At last he crept along the edge of the thicket and lay there close to the car. He was still panting. That glimpse full into the boy's face had almost undone him. He was hungry for food, and hungry for human companionship. He wanted to go to the car, to rear up on the side to scratch at the curtains. But yonder, a hundred feet away, back and forth before a fire they had built, moved the men. And against the box they had taken from the car leaned the gun.

Within the car he heard the voice of the woman, low, confidential, assuring, and his ears flattened with gratitude and trust.

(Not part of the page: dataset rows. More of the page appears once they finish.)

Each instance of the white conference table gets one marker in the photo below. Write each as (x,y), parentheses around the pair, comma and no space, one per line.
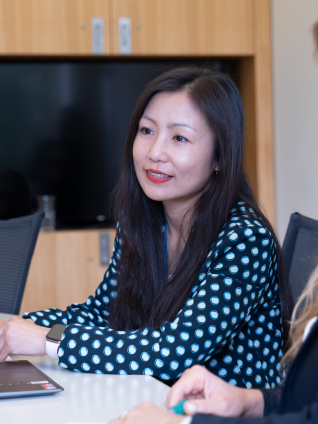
(87,398)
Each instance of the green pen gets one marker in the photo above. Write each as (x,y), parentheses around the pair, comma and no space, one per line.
(178,408)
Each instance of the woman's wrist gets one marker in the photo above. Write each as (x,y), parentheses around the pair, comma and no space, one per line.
(253,401)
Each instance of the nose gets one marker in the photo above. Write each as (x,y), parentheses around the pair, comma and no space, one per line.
(159,149)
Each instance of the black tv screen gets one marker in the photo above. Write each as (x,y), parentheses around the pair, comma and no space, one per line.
(63,125)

The man wouldn't hurt him, she was telling the boy. Sometimes he talked to everybody that way. He was an old grouch, that's what he was. She whispered something.

"To-morrow?" the boy asked eagerly.

"Hush! Sure. That's it—to-morrow!"

"Did F'ank go home, Nita?"

"Sure he went home."

"I saw a dog in the bushes!"

The woman laughed. "You're seeing things, old scout. What about some supper?"

She got out of the car and went quickly to the fire the men had built. Without a word to them she gathered up something to eat and came quickly back. Even in the darkness Frank could see the light in her eyes.

The boy must have gone to sleep soon after that. The moon, big, weird, solemn, rose slowly over yonder parallel range of mountains. The men at the fire talked low and mumbling between long intervals. Presently the heavy man rose, skirted the thicket, and stumbled off across the field toward the road. The smell of him polluted the air no more. Then the woman came quietly out of the car and joined the other man at the fire.